- Location of Stronghurst in Henderson County, Illinois.
- Location of Illinois in the United States
- Coordinates: 40°44′46″N 90°54′32″W﻿ / ﻿40.74611°N 90.90889°W
- Country: United States
- State: Illinois
- County: Henderson
- Townships: Stronghurst, Media

Area
- • Total: 0.87 sq mi (2.26 km^{2})
- • Land: 0.87 sq mi (2.26 km^{2})
- • Water: 0 sq mi (0.00 km^{2})
- Elevation: 673 ft (205 m)

Population (2020)
- • Total: 833
- • Density: 954.0/sq mi (368.36/km^{2})
- Time zone: UTC-6 (CST)
- • Summer (DST): UTC-5 (CDT)
- ZIP Code(s): 61480
- Area code: 309
- FIPS code: 17-73261
- GNIS feature ID: 2399921
- Wikimedia Commons: Stronghurst, Illinois
- Website: https://www.villageofstronghurst.org/

= Stronghurst, Illinois =

Stronghurst is a village in Henderson County, Illinois, United States.
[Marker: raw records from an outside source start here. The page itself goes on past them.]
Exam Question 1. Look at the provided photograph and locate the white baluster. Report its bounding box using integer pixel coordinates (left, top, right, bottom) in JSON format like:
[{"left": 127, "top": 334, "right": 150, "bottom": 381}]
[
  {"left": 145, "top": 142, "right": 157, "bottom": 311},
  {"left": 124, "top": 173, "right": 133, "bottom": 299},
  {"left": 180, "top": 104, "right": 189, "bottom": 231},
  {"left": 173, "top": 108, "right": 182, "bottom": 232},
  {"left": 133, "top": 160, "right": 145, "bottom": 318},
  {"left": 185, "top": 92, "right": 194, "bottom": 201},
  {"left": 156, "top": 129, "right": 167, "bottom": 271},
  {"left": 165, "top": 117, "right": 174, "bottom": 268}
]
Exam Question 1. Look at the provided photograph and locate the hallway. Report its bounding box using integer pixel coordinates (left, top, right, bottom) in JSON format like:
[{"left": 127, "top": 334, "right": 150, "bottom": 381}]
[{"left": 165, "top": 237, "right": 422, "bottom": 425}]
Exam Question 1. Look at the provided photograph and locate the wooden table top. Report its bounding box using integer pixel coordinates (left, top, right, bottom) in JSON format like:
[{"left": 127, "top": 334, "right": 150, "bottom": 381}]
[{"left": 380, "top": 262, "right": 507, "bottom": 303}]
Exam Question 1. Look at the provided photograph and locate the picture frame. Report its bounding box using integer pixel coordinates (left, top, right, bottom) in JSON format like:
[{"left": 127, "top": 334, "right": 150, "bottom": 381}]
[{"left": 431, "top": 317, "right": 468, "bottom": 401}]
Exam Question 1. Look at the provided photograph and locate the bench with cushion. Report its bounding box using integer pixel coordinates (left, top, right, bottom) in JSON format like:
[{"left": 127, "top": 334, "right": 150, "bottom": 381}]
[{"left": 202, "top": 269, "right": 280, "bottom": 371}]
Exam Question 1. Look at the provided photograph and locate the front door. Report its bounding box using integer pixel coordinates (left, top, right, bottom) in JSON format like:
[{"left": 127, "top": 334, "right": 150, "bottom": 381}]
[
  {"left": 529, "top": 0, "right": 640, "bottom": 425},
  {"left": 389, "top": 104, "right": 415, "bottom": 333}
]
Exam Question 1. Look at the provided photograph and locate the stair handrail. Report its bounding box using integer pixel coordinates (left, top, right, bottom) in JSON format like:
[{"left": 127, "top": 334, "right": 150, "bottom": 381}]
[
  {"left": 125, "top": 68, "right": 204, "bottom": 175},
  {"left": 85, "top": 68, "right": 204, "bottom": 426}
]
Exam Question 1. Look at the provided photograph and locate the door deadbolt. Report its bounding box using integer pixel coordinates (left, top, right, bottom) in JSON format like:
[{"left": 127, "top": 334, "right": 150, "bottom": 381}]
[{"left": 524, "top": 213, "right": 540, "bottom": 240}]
The population was 833 at the 2020 census. It is part of the Burlington, IA-IL Micropolitan Statistical Area.

==Geography==
Stronghurst is located in southern Henderson County. Illinois Route 94 passes through the village, leading north 9 mi to Biggsville and south 15 mi to La Harpe. Burlington, Iowa, is 15 miles to the northwest.

According to the 2021 census gazetteer files, Stronghurst has a total area of 0.87 sqmi, all land.

==Demographics==
As of the 2020 census there were 833 people, 373 households, and 268 families residing in the village. The population density was 954.18 PD/sqmi. There were 404 housing units at an average density of 462.77 /sqmi. The racial makeup of the village was 95.32% White, 0.60% African American, 0.00% Native American, 0.48% Asian, 0.00% Pacific Islander, 0.00% from other races, and 3.60% from two or more races. Hispanic or Latino of any race were 2.16% of the population.
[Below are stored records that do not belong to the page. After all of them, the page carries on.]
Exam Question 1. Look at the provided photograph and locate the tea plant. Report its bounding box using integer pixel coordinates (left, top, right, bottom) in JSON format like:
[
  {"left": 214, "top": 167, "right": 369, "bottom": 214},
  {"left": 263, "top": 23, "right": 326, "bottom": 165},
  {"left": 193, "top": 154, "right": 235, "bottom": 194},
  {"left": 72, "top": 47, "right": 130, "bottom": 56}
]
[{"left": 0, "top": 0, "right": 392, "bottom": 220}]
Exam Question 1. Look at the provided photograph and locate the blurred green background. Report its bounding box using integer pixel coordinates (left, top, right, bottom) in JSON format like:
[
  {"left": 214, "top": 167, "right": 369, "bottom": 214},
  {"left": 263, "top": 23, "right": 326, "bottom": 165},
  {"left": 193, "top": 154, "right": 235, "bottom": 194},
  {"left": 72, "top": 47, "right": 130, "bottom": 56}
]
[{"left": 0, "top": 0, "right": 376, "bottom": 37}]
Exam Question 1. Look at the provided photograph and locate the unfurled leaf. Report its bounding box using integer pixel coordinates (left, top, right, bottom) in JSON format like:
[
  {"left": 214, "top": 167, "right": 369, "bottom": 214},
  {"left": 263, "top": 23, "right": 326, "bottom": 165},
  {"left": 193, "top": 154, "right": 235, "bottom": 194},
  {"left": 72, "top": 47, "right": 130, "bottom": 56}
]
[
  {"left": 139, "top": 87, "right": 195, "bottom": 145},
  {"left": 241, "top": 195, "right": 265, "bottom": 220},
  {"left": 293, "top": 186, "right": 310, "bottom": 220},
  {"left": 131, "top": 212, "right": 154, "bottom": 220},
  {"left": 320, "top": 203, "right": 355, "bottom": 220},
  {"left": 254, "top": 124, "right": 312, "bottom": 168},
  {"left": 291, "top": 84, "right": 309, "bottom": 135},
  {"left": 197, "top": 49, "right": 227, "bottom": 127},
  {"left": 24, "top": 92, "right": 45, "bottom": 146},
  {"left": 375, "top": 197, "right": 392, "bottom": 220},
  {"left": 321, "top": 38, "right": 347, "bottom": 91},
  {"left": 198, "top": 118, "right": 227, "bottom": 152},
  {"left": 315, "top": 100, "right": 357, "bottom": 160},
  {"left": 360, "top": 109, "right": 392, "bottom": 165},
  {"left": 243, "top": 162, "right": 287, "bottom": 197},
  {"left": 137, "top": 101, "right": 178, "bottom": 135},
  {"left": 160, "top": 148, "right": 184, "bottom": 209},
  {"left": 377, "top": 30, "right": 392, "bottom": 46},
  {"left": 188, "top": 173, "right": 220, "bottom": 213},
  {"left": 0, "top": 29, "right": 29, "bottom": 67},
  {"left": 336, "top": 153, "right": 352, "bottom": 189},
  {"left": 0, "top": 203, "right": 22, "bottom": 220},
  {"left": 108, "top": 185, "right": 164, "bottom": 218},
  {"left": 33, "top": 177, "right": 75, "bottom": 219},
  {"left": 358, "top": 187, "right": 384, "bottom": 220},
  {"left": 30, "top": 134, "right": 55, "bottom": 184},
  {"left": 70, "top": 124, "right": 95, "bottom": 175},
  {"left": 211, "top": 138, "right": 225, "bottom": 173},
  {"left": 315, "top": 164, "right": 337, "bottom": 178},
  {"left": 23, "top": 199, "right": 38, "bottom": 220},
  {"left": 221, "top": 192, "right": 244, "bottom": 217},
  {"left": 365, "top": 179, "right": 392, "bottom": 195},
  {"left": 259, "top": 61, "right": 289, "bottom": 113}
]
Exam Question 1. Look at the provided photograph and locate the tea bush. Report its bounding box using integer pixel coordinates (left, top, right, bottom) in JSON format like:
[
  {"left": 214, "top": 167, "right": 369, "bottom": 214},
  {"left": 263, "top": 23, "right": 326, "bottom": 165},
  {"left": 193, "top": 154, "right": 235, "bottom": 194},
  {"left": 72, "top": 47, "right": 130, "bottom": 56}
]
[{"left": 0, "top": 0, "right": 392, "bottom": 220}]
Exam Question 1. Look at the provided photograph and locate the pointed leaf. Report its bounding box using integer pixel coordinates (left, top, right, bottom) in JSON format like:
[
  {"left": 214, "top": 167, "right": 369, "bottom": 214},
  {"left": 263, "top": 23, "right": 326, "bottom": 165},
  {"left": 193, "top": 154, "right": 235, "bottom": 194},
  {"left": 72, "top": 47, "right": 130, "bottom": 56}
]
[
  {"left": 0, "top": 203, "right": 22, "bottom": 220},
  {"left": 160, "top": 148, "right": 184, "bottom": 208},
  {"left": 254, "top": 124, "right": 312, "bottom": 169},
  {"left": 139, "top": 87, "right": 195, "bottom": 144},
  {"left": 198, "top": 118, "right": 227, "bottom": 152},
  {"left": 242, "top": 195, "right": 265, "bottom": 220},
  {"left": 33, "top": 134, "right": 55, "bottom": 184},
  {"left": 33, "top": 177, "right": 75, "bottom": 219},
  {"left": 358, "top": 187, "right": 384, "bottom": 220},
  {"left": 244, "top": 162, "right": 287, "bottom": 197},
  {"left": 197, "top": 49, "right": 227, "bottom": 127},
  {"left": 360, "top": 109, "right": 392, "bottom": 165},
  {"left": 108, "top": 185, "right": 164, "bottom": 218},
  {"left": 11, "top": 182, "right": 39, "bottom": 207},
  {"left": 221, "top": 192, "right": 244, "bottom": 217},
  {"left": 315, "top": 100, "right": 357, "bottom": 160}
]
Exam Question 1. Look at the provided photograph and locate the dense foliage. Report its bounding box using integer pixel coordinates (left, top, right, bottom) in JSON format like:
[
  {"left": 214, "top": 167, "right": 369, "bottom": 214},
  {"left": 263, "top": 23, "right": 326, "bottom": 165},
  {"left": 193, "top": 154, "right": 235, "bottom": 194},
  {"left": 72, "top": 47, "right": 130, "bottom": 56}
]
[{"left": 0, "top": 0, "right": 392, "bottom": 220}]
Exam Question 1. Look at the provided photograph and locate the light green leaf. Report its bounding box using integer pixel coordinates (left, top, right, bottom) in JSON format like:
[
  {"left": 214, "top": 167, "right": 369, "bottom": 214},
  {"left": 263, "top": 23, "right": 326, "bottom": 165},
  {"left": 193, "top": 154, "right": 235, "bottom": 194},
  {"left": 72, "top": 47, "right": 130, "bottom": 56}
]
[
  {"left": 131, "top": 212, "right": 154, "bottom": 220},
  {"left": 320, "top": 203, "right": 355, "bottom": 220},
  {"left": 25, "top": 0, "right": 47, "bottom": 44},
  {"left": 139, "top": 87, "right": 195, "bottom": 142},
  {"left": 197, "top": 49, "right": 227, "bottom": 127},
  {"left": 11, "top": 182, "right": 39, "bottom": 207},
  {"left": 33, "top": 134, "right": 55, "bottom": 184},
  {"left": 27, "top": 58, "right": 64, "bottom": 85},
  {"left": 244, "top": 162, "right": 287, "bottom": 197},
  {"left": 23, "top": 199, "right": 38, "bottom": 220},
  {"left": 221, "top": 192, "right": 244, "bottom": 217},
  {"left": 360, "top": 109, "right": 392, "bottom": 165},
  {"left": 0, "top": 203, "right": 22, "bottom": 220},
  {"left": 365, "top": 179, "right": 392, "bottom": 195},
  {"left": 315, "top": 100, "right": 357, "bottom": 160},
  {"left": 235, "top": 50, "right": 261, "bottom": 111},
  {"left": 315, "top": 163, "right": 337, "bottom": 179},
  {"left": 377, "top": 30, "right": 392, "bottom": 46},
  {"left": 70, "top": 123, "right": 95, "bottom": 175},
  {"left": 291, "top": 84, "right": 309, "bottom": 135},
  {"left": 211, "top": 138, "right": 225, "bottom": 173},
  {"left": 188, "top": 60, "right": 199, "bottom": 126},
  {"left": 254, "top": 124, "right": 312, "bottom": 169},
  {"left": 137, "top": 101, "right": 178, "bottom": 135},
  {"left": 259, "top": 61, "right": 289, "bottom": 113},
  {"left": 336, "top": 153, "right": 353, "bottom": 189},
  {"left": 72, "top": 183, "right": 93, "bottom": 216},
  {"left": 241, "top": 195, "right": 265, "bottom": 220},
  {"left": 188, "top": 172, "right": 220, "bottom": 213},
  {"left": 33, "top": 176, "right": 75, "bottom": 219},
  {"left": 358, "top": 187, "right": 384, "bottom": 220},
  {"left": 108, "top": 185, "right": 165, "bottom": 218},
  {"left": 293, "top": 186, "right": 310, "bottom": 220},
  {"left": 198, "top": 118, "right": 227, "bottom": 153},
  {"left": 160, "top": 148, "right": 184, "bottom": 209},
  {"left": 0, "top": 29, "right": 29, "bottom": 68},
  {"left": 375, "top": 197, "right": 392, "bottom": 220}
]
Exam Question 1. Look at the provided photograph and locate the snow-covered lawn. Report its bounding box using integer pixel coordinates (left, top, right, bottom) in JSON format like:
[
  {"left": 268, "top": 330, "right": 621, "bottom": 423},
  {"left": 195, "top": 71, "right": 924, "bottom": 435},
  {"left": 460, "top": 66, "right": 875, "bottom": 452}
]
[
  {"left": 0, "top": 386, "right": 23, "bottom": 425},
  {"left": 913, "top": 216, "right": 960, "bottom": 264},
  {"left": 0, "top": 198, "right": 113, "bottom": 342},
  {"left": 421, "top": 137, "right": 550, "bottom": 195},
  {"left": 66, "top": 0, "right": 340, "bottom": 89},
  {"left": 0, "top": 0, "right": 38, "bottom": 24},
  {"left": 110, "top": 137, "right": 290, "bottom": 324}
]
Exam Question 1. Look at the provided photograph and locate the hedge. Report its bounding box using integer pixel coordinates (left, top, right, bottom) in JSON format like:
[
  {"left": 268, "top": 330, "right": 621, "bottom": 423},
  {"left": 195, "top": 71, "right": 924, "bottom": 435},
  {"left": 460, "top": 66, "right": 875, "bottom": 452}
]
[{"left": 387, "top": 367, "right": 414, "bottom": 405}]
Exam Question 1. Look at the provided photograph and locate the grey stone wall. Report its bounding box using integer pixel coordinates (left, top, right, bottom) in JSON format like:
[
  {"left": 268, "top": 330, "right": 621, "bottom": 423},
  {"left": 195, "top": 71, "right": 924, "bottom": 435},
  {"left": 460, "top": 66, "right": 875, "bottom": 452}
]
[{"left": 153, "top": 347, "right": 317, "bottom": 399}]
There were 373 households, out of which 40.5% had children under the age of 18 living with them, 56.57% were married couples living together, 9.12% had a female householder with no husband present, and 28.15% were non-families. 24.93% of all households were made up of individuals, and 14.75% had someone living alone who was 65 years of age or older. The average household size was 3.28 and the average family size was 2.75.

The village's age distribution consisted of 31.1% under the age of 18, 9.3% from 18 to 24, 23.9% from 25 to 44, 18% from 45 to 64, and 17.7% who were 65 years of age or older. The median age was 35.4 years. For every 100 females, there were 74.5 males. For every 100 females age 18 and over, there were 67.6 males.
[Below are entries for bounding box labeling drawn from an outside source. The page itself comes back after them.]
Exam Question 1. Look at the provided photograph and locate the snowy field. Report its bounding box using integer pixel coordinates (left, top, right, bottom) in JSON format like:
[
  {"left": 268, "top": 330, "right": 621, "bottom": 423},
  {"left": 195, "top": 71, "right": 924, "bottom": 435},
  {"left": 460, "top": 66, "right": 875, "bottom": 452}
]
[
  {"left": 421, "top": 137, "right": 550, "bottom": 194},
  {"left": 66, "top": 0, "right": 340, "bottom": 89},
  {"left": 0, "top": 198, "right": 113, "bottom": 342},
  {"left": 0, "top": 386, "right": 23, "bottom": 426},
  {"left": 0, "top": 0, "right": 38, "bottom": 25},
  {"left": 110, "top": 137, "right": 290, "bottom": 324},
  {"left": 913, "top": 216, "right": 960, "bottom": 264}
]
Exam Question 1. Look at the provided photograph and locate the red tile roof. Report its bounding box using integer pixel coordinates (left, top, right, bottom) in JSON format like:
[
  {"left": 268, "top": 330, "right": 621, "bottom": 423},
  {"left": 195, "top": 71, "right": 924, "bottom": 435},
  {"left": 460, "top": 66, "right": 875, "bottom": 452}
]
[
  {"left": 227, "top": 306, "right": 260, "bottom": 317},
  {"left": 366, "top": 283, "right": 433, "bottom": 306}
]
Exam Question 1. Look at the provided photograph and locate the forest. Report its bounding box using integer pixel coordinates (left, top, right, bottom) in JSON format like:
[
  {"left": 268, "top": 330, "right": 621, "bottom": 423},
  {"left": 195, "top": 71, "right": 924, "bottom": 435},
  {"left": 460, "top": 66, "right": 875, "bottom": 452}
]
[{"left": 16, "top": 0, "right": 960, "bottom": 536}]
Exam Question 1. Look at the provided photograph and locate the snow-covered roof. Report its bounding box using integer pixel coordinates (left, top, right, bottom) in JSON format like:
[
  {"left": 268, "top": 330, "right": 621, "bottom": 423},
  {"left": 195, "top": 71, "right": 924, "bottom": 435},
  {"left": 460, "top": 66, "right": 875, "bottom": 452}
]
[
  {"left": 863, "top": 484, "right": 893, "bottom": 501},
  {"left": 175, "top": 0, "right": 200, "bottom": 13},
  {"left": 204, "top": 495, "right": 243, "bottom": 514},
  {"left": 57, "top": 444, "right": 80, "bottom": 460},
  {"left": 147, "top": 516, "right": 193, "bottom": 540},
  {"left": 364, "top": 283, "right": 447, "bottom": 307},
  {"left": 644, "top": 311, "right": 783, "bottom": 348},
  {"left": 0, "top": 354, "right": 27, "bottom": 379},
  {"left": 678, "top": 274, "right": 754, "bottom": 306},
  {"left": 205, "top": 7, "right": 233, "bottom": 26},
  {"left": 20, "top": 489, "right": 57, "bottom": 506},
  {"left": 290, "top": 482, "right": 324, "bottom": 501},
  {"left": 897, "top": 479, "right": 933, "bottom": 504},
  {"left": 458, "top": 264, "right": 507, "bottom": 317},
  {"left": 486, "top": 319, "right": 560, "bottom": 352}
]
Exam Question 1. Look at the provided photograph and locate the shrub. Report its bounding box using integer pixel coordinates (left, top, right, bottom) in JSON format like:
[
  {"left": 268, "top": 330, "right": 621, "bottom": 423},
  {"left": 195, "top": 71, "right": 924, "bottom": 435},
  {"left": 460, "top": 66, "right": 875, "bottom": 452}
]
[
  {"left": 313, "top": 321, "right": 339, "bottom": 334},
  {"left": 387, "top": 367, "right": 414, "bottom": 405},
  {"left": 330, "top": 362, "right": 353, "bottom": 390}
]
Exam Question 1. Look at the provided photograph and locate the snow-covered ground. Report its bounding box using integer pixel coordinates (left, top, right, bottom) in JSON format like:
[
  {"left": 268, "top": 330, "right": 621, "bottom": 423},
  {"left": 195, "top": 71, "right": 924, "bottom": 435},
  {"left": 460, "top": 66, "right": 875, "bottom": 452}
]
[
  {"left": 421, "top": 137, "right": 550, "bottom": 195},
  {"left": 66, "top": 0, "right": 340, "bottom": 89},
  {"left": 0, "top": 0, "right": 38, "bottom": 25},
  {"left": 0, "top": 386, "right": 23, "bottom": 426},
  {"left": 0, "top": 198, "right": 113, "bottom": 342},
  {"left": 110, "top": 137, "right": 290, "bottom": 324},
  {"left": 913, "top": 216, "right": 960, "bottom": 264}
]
The median income for a household in the village was $51,979, and the median income for a family was $72,188. Males had a median income of $38,281 versus $28,750 for females. The per capita income for the village was $20,945. About 4.9% of families and 7.7% of the population were below the poverty line, including 5.1% of those under age 18 and 2.6% of those age 65 or over.

Historical population
| Census | Pop. | Note | %± |
| 1900 | 762 |  | — |
| 1910 | 762 |  | 0.0% |
| 1920 | 836 |  | 9.7% |
| 1930 | 734 |  | −12.2% |
| 1940 | 691 |  | −5.9% |
| 1950 | 741 |  | 7.2% |
| 1960 | 815 |  | 10.0% |
| 1970 | 836 |  | 2.6% |
| 1980 | 865 |  | 3.5% |
| 1990 | 799 |  | −7.6% |
| 2000 | 896 |  | 12.1% |
| 2010 | 883 |  | −1.5% |
| 2020 | 833 |  | −5.7% |
U.S. Decennial Census

==Transportation==
Amtrak’s Southwest Chief, which operates between Los Angeles and Chicago, passes through the town on BNSF tracks, but makes no stop. A station is located in Fort Madison, 27 mi to the southwest. The California Zephyr has a stop located in Burlington, which is 18 mi to the west.

==Community activities==
Community activities include the Henderson County Fair, the Henderson County Old Tyme Farm Show, and the holiday merchants' walk. An annual Easter egg hunt has been held at the city park for the last few years.